A short distance away, Erica Woolridge waited for her husband, Petty Officer 1st Class Vernon Woolridge, while keeping a close eye on the couple's two children, Zion, 3, and Zaria, 5.
She said the split deployment "was definitely something new for us. We've been military for over eight years and we had never experienced anything like this."
When the first leg of the deployment ended and her husband was home for the holidays, he began bonding for the first time with his 3-year-old son. That made it all the harder to leave the second time.
Dora Prager was in Texas when she learned late last year that the Eisenhower was coming home early. Her husband, Petty Officer 2nd Class Joshua Prager, was on the ship.
"I missed it because of this crazy schedule," she said. "So this is the first homecoming that I'm actually here. It's really important for us."

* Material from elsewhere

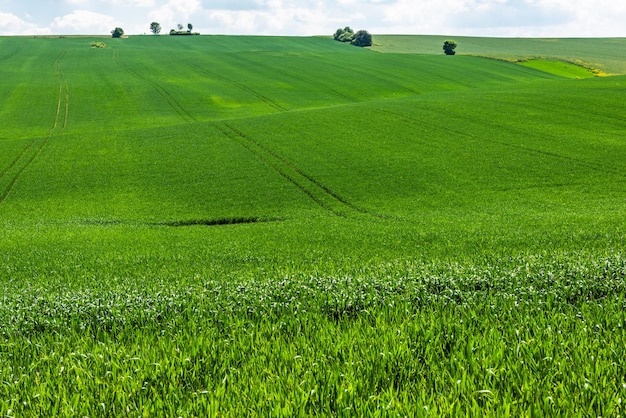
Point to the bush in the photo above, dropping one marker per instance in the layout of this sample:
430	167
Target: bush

To be fair, some families found things to like about the split schedule. Emily Farmer of Jacksonville, Fla., was several months pregnant when she learned her husband, Petty Officer 3rd Class Keith Farmer, would be back early for the holidays.
"I was pregnant, so I wanted him home," she said. "It helped out a lot."
Emily was eight months pregnant when her husband headed back to sea in February. So he had a surprise waiting for him at the docks: 3-month-old Samuel was ready to say hello to daddy.
Children do have a way of putting things in perspective.
Airman Adrionne Frederick stepped off the Eisenhower and saw his baby girl, Ahriona, for the first time. Suddenly, strange schedules didn't seem to matter.
"Sometimes it could bring down morale, but when you get here and see this, I fee like it's all worth it," he said.
Hitchcock said he was proud of his sailors and their families "for their unflagging commitment and dedication to our Navy and the nation. They have earned a hero's welcome home."
No one is saying that split deployments are the way of the future, but if military families think their sailor is spending more time at sea today than years ago, they're probably right.
Testifying before the House Armed Services Committee in April, Chief of Naval Operations Adm. Jonathan Greenert noted the following:
"Over the last decade, our fleet shrank by about 10 percent while our deployed presence remained the same. As a result, each ship and aviation squadron spends on average about 15 percent more days away from home per year now than it did 10 years ago."
Testifying before the same panel, Navy Secretary Ray Mabus noted the Norfolk-based USS Bataan and accompanying ships spent more than 10 months at sea in 2011-12, the longest deployment for a Navy ship in 40 years. The crew of the aircraft carrier USS John C. Stennis spent only five months at home between two recent seven-month deployments.
As those comments suggest, the burden is falling heavier on warships that form the backbone of the Norfolk-based fleet: carrier strike groups and amphibious ready groups, the latter headed by amphibious assault ships like Bataan.
Craig Quigley, executive director of the Hampton Roads Military and Federal Facilities Alliance, says the heavy workload may continue even with tighter budgets. Aircraft carriers and other ships allow the U.S. to project its strength without putting troops on foreign soil.
"You can be in the vicinity, close to a hot spot, and be right there for as long as it takes," he said.
And with places like Syria, North Korea and Iran constantly in the news, Quigley said, "I don't see that lessening any time soon."